New research shows that patients who are diagnosed with pulmonary arterial hypertension (PAH) but fail to respond to targeted therapies may actually have a condition known as pulmonary veno-occlusive disease (PVOD), a subtype of PAH. Australian researchers reviewed 14 cases of clinically diagnosed PAH who had failed medical therapy and found that 12 patients (86 percent) had PVOD and 2 patients (14 percent) had PAH only. Although there were no significant differences in clinical presentations between patients with PVOD and PAH only, there were considerable differences in the vessel pathologic findings and pathophysiology between the two conditions. Researchers speculate that these differences may be the reason why some patients with PAH do not respond to standard PAH therapy. The researchers conclude that further research is needed to determine if PVOD should be considered an individual type of PAH or remain a PAH subtype. The study is published in the June issue of CHEST, the peer-reviewed journal of the American College of Chest Physicians.

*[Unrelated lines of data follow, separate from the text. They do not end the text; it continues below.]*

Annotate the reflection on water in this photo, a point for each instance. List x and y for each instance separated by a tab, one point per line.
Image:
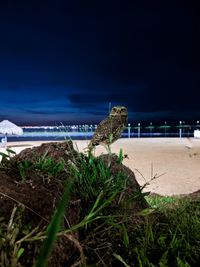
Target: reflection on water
85	132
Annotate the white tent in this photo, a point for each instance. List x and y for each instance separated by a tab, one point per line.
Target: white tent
9	128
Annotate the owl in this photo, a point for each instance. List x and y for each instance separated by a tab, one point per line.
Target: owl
111	128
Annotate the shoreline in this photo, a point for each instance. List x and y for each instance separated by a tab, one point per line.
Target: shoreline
170	165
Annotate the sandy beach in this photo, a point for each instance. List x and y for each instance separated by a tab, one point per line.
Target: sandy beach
173	162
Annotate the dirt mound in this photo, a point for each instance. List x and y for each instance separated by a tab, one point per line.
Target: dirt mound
35	180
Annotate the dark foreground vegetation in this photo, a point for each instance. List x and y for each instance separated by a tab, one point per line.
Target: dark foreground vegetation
59	207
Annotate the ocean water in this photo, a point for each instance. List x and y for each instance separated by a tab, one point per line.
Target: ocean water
83	133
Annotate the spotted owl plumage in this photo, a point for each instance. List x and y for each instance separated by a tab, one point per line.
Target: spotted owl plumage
111	128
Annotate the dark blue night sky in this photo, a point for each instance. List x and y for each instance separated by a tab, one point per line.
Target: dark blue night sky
64	61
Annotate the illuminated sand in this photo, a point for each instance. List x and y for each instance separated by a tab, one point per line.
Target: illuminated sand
176	162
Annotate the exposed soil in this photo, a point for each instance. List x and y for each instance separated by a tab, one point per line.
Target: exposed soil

A new article underscores the many complexities and challenges associated with managing pain in the critically ill patient. Although the complex conditions presented by the critically ill patient provide significant obstacles, the authors discuss additional barriers to optimal pain management, including outdated clinical practices and faulty systems. The authors also present a number of structured approaches that have been shown to be successful in improving pain treatment in the critically ill patient, as well as future directions for pain management in the ICU. The article is published in the June issue of CHEST, the peer-reviewed journal of the American College of Chest Physicians.

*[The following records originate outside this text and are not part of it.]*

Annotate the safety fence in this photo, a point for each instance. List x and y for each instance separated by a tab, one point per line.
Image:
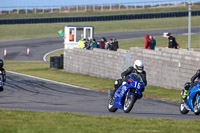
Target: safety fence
95	8
99	18
169	68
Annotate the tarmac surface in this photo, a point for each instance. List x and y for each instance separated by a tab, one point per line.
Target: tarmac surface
30	93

New research suggests that the urine concentration of lipid mediators may determine the severity of sleep-disordered breathing (SDB) in children. Cysteinyl leukotrienes (CysLTs), lipid mediators associated with inflammatory conditions such as asthma, have been found in high concentrations in the tonsil tissue of children with SDB. Researchers from Greece speculated that high CysLTs concentrations found in urine also could indicate severity of SDB in children. The team measured morning urine concentrations in 19 children with moderate-to-severe SDB, 29 children with mild SDB, 26 children with primary snoring, and 18 control subjects. Results showed that children with moderate-to-severe SDB had higher CysLTs levels than the other groups. Results also showed that urine levels of CysLTs, tonsillar size, and BMI were significant predictors of obstructive apnea-hypopnea index. The report is published in the June issue of CHEST, the peer-reviewed journal of the American College of Chest Physicians.